I often see people write $$P(X \in A) = P(X \in A | Y \in B)P(Y \in B) + P(X \in A | Y \in B^c)P(Y \in B^c)$$
I want to formally justify this in a measure theory setting.
We can write $$P(X \in A) = \int 1_A(X) dP = \int 1_A(X) \left[ 1_B(Y) + 1_{B^c}(Y)\right] dP $$$$= \int 1_A(X)1_B(Y) dP + \int 1_A(X) 1_{B^c}(Y)dP$$ $$ = P(X \in A, Y \in B) + P(X \in A, Y \in B^c)$$
And so we would be done if only I could prove that $$P(X \in A, Y \in B) = P(X \in A | Y \in B) P(Y \in B).$$
This is true by definition in basic probability theory. Is it also true in measure theory?
So I am looking for two things:
- What is the definition of conditional probability in measure theory? Personally, I was only ever introduced to a conditional expectation, not a conditional probability.

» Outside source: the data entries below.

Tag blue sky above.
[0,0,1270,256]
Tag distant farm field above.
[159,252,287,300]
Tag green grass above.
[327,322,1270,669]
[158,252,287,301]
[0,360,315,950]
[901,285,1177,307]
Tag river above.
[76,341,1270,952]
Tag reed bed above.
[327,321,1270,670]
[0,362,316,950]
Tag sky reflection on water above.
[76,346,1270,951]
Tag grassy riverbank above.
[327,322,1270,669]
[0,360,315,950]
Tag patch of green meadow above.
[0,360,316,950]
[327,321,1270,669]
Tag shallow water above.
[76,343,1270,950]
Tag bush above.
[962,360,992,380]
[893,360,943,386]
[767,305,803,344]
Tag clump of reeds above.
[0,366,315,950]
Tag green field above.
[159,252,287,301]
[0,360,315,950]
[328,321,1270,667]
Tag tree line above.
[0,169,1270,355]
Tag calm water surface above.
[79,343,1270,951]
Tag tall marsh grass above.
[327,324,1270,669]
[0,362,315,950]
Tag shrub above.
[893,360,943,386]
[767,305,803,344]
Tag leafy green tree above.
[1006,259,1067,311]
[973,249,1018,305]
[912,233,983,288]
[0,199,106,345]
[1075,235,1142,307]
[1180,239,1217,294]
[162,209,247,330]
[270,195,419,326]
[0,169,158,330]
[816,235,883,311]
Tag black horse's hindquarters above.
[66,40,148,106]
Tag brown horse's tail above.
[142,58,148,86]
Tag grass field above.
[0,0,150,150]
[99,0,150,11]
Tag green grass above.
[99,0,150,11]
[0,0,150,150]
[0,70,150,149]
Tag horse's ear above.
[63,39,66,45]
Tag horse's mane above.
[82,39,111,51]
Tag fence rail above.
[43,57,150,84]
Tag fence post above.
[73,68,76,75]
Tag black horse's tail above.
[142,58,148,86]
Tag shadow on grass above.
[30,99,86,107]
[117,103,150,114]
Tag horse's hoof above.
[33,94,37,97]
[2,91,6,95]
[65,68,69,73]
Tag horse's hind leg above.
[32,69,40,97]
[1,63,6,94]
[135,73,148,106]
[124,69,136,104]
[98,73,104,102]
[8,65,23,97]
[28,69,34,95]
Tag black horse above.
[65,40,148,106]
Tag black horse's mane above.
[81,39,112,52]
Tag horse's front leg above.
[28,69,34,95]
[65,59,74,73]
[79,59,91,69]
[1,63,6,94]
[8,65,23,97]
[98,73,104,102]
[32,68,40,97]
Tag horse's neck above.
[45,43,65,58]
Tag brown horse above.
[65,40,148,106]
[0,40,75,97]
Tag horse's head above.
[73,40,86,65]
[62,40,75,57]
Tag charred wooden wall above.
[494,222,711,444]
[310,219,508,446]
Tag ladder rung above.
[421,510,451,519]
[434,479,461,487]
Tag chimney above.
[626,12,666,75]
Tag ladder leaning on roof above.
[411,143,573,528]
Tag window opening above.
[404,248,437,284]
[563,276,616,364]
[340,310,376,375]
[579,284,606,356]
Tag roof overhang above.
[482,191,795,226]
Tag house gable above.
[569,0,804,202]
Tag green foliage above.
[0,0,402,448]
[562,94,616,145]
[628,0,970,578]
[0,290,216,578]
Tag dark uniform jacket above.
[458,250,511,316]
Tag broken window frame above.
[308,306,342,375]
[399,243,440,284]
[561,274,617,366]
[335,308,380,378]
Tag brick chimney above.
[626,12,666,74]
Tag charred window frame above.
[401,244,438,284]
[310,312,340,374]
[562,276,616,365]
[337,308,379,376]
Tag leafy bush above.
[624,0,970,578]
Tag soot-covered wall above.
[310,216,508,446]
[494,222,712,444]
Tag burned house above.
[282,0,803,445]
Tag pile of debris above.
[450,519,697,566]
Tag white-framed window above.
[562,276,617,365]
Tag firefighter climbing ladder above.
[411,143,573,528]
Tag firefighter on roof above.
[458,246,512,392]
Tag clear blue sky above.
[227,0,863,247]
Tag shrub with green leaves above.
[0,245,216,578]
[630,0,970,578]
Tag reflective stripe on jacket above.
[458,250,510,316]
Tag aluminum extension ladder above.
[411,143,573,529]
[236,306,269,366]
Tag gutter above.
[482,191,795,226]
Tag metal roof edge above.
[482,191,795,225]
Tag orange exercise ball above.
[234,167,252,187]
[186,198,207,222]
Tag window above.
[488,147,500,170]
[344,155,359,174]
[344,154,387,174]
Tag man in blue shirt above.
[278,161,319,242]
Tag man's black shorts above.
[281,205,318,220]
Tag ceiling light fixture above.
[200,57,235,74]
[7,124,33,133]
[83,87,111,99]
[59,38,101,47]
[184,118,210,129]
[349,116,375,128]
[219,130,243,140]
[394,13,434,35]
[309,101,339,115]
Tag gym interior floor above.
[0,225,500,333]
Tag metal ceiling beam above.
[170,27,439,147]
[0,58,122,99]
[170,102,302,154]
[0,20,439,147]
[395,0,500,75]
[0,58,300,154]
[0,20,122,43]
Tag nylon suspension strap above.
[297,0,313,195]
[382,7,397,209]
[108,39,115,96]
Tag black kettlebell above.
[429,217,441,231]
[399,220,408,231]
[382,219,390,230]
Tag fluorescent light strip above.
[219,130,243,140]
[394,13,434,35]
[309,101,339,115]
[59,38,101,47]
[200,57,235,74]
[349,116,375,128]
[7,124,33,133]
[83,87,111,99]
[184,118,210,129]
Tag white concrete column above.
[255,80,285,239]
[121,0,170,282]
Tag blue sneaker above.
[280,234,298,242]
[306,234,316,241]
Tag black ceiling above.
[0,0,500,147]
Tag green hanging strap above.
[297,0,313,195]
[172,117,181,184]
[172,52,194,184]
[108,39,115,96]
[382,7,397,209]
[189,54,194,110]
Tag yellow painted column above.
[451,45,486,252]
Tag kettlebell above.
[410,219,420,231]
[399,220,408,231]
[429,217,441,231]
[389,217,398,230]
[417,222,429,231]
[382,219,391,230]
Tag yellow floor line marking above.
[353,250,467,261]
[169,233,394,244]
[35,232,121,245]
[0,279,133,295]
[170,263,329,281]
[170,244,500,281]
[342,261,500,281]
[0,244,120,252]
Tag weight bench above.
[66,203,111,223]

- How does one prove that this abstract definition is identical to the equation above?
You're overthinking things. Just like in naive probability theory, in measure theory the definition of $P(A|B)$ is $\frac{P(A\cap B)}{P(B)}$. Of course, this only works when $P(B)>0$, but that's a separate matter. As long as $P(B)>0$, your equation (the "total probability formula") is entirely justified in measure theory since it just falls out algebraically once you plug in the definition of conditional probability.